第29話 魂よ安らかなれ――
「その辺りに寝かせてやってくれ」
「かしこまりました」
レオンの指示を聞き、リプスは身体が半分崩れ落ちそうになってしまっている遺体を、地下空間に綺麗に並べられた他の遺体達の側に丁寧に寝かせる。
そして、レオンに指示を仰ぐことなくその両手を胸の前で組ませている。
これで500体は超えたな――
あの略奪品をすべて鞄にしまい込んだ後、レオン達は三人で手分けをし、拷問器具に束縛されたままになっている者や、隅で山積みにされていた遺体達などを、綺麗な状態で寝かせていた。
「レオン様~!! 多分その人で最後だよ」
最後の横穴に入っていたイヴがそう言いながら帰ってきた。
「そうか……二人ともありがとうな。 俺のわがままに付き合ってもらって」
そう……こんな状態になってしまった者をこのように綺麗に寝かせてやること自体にはなんの意味もない。
こうすることで遺体が蘇るのならば話は別だが、こんなことをしても遺体達は何も言わずただ無言で横たわっているのみである。
無惨なこの者達をこのままにはできない――
この俺の想いに二人を付き合わせるのはエゴでしかないだろう。
「いえ……レオン様から頂いたあのお言葉。勿論ですが、しっかりと受け止め……考えていきたいと思っておりますので」
そう答えるリプスの表情は柔らかい。
「ボクも! ボクもまだよくわからないけど、ちゃんと考えるね!!」
イヴもリプスに負けじと、そうレオンに告げた。
「ありがとう――」
レオンは寝かせた遺体達に目を向ける。
わかってはいたが、正直うんざりするほどの数だ。
そしてその遺体にはどれも虐待の跡が色濃く残る……
「あのクズ共……出来ることならもう一度、罪を償わせてやりたいな」
内側からフツフツと再燃するあの男達への怒りから、レオンの奥歯がガリッ! っと音を立てた。
「レオン様が御望みならば、冥界から引きずりだしてきましょうか?」
そんなレオンの様子をみて、リプスがとんでもないことを言い出した。
「なんだって? そんなことできるのか!?」
「いえ……申し訳ありません、言葉のあやです。

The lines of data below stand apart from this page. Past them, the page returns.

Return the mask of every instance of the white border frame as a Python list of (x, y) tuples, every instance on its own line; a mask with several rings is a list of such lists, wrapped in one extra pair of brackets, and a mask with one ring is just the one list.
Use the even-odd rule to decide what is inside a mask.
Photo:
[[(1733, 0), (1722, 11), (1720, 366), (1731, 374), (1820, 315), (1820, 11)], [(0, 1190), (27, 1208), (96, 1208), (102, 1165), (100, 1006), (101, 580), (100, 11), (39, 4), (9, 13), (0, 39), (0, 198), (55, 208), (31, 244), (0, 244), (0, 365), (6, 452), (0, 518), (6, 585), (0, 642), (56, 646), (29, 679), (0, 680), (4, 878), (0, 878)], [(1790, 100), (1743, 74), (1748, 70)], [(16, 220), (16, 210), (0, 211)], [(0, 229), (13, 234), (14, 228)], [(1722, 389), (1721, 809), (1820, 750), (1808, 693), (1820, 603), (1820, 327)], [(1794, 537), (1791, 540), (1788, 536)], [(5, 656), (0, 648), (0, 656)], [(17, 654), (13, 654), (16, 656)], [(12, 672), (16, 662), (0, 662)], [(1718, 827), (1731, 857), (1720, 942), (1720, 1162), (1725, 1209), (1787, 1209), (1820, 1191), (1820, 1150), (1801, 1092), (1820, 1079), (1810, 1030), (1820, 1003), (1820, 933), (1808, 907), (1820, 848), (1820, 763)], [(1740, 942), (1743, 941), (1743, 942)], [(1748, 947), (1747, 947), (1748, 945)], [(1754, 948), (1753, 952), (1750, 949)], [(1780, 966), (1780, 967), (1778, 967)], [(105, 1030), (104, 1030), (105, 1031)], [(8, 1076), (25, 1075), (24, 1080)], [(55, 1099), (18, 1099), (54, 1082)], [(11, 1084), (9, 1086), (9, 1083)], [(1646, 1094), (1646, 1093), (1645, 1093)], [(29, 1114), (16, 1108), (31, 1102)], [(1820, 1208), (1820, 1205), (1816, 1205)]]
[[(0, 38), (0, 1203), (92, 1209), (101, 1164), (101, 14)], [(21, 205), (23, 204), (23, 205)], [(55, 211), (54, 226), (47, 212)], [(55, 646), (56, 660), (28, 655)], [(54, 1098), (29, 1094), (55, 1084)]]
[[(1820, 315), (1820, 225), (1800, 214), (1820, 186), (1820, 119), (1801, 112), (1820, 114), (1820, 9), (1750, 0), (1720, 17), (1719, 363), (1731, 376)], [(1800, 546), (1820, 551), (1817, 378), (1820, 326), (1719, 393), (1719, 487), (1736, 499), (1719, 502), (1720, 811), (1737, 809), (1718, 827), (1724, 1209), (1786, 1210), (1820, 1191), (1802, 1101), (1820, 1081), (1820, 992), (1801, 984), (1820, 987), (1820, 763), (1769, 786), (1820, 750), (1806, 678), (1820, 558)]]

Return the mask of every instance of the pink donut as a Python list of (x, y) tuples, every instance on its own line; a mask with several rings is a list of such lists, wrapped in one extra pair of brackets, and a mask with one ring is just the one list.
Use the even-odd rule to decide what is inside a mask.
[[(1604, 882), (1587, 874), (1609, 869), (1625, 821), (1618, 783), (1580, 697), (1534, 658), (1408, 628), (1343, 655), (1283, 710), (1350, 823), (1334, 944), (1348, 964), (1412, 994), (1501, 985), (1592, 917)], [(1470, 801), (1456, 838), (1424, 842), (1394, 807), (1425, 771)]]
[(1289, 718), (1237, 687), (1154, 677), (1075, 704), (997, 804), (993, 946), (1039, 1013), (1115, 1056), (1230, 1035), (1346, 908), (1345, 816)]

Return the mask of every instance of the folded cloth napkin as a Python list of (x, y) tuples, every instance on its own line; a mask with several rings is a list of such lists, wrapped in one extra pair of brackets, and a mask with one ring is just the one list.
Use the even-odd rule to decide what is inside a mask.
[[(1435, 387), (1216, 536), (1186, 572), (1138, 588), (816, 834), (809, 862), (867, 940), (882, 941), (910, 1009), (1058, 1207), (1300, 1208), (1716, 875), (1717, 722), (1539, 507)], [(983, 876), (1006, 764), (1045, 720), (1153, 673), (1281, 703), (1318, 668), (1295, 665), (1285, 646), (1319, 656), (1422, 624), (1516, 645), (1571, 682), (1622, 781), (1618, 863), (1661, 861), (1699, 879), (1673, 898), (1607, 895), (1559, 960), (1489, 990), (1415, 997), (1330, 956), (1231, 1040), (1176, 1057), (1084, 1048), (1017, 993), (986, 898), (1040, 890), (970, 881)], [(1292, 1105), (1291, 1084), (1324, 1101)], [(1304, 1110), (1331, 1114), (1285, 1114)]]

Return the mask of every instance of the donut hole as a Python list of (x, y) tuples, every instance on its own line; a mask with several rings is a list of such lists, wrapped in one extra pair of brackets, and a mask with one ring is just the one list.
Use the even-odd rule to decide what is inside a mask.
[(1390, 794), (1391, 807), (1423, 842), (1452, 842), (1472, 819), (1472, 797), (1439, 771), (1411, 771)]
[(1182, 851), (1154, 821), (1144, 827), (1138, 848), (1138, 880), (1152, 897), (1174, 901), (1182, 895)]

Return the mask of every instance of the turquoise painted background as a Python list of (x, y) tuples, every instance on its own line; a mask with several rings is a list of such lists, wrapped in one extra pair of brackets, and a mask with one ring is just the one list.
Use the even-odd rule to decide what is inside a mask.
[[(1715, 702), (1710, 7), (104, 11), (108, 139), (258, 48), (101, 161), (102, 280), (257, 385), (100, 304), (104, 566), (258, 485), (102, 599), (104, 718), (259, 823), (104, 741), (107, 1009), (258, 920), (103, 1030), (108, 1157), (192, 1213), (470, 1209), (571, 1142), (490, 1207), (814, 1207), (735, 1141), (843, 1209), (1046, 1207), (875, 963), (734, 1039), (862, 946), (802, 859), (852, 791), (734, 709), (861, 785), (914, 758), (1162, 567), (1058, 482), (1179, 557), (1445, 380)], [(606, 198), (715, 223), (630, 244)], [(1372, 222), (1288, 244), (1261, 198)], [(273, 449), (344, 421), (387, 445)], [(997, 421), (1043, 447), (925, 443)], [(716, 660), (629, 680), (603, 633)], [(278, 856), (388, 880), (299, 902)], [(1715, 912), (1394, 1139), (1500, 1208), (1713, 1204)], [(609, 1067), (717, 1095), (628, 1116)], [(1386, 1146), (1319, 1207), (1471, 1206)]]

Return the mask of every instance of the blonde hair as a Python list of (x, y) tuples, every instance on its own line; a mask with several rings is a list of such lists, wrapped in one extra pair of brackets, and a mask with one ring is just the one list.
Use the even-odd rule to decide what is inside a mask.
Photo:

ですが、レオン様が強く御望みとあらば、この世界の冥界へと通ずる方法を必ずや見つけてみせます」
「ああ……そう言うことか」
リプスなりに俺のこの怒りに賛同するっていうことを示してくれたってことか。
でもなぜだろう……リプスなら本当にやってのけそうな気がするのは……
冥界と言えば、番犬のケルベロスに冥王ハデスか……
こんなファンタジーの世界だ、もしかしたら存在しているのかもしれない。
そんなのと闘えればさぞかし面白そうだ。
しかし、そんな所を目指す理由が”あのクズ共”に会うため。
と言うのは動機が弱すぎる。
確かにもう一度罪を償わせてやりたいと言う気持ちは強いが、考えてみればそれ以上にあんなクズ共に二度と会いたくないという気持ちの方が大きいことにはすぐ気が付けた。
「……大丈夫だ。そこまでする必要はない」
「かしこまりました」
リプスは軽く頭を下げる。
「さて……しかし、どうしたものかな」
遺体を並べたまではいいが、この先どうすればいいかがわからない。
そこでレオンは何かに気が付いた。
「そういや、これだけの遺体がこの場所に放置されてて、アンデットみたいなモンスターは現れないのか?」
さっきも言ったが、まるっきしファンタジーの世界だ。
アンデットだっているに違いない。
「あの
レオンの問いかけに二人はそれぞれ口を開く。
「んーとね! さっきからずっとそんな気配はあるんだよ?」
「ほお?」
「イヴの言う通りです。この空間にはそういった気配がやはり多いです。ですが、その気配が実体化するきっかけがないとでも言いましょうか……集まっている気配はそのきっかけを求めて、
「なるほど……」
言われて気配を探ってみれば、確かに生物のそれとは明らかに違う気配を無数に感じることができた。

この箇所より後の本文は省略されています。